Após alguns estudos de viabilidade financeira, vulgo saber se as economias chegavam, fiz uma viagem pela Europa em conjunto com a minha esposa e cunhados. Como o carro possuía navegador GPS o meu cunhado, proprietário da viatura, atualizou-o no concessionário da marca algum tempo antes, tínhamos tudo previsto.

Porém quando são efetuadas atualizações no GPS julgamos que estamos acautelados para todas as novidades, o que nem sempre acontece. Planeamos a viagem… pronto, o meu cunhado planeou, as várias paragens, os hoteís, basicamente tudo.

Pois, tudo previsto… exceto os imprevistos! Falharmos uma saída é expectável, algo que em mais de 5.000 quilómetros eventualmente irá acontecer, porém quando começamos a fazer o percurso e já andamos mais de 2.000 quilómetros e tudo correu bem, até conseguimos encontrar um hotel em Espanha, escondido nas montanhas sobranceiras a Bilbao, em Gorbeia.

Chegada a Milão

Após entrar em Milão estávamos a tentar dirigirmo-nos para a zona de Monza, é quando a “menina” do GPS diz “Vire à direita e novamente à direita”. Eu vi para onde ela indicava para seguir, porém era, literalmente, um estaleiro de obras.
A zona estava completamente arrasada, no GPS marcava umas série de ruas simples de duas faixas e aparentemente zonas verdes entre elas, pelo para-brisas só via um amontoado de carros, três ou quatro faixas num sentido, que afunilava para duas ao longe.

Como os italianos são extremamente cordiais ao volante e tem uma enorme empatia ao conduzir, foi extremamente fácil e pouco stressante cumprirmos os talvez 250 metros em somente 25 minutos, até ao segmento de duas faixas, aí o nosso GPS mostrava-nos sobre um parque ou jardim, lindo!

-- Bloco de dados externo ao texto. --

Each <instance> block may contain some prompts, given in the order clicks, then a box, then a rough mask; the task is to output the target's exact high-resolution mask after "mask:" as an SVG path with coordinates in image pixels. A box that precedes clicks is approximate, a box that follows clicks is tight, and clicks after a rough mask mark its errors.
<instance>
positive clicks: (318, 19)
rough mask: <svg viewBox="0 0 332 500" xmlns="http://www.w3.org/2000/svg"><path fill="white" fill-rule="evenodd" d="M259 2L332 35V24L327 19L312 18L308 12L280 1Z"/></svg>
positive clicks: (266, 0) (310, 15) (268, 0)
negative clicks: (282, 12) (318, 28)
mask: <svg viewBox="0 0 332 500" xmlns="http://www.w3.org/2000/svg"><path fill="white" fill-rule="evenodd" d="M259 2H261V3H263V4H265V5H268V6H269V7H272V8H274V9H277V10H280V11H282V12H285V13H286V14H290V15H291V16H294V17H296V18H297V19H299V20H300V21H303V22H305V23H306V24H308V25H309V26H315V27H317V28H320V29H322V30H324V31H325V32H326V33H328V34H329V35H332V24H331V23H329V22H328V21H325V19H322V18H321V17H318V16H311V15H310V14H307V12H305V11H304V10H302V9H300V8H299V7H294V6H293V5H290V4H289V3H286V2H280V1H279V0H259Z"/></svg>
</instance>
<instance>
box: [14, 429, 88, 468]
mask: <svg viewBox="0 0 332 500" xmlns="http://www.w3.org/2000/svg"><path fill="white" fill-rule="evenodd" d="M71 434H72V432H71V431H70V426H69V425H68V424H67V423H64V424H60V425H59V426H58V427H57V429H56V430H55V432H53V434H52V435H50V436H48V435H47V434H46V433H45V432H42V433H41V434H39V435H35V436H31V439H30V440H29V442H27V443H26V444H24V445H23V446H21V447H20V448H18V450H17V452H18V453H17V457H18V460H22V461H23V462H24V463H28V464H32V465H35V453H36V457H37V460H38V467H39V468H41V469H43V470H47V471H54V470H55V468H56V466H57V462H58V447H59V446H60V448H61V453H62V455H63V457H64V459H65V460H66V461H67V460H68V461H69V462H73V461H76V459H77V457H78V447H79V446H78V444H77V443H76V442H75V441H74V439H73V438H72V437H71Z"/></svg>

Como eram cerca das seis e meia da tarde, num dia de semana, portanto hora de ponta, continuamos por mais de um quilómetro a passo de caracol e com motorizadas a passarem constantemente por nós e não eram só Lambretas ou Vespas algumas eram motos bem grandes, uma delas com caixas metálicas laterais a centímetros dos guarda-lamas dos carros parados no trânsito.

O meu cunhado estava contente e a minha cunhada ainda mais, contentes de não estarem ao volante, afinal conduzir numa cidade italiana, em hora de ponta e principalmente em obras não é pera doce para ninguém, realmente é stressante.

Saídas bem assinaladas

Quando chegávamos junto de uma das saídas, onde placas do tamanho de folhas A3 indicavam os destinos, como por milagre conseguimos ler “Monza-Milano” e saímos, esperançados que a nossa ajudante, a menina do GPS, se reencontrasse rapidamente, pois já lhe tínhamos cortado o “pio” à quase uma hora, quando entramos nas obras.

Mas a nossa ajudante continuava a dizer que tínhamos que voltar à zona de obras para conseguir chegar ao hotel que era o nosso destino. O meu cunhado estava a ajustar o GPS, a tentar perceber se havia outra alternativa.

Por mero acaso, julgo que por sorte, ao olhar para o mapa do navegador GPS que mostrava o percurso que deveríamos efetuar, vejo uma curva de forma espiral, exatamente o que eu estava a ver à minha frente na estrada e que descia do local onde estávamos para uns 10 metros mais abaixo, era o caminho para o hotel.

Portanto, quando estiver a usar as ajudas que tem à disposição para uma condução eficiente, que realmente ajudam imenso e normalmente facilitam a condução, não se esqueça de usar a sua cabeça e conseguir interpretar um mapa numa viagem por locais desconhecidos também ajuda.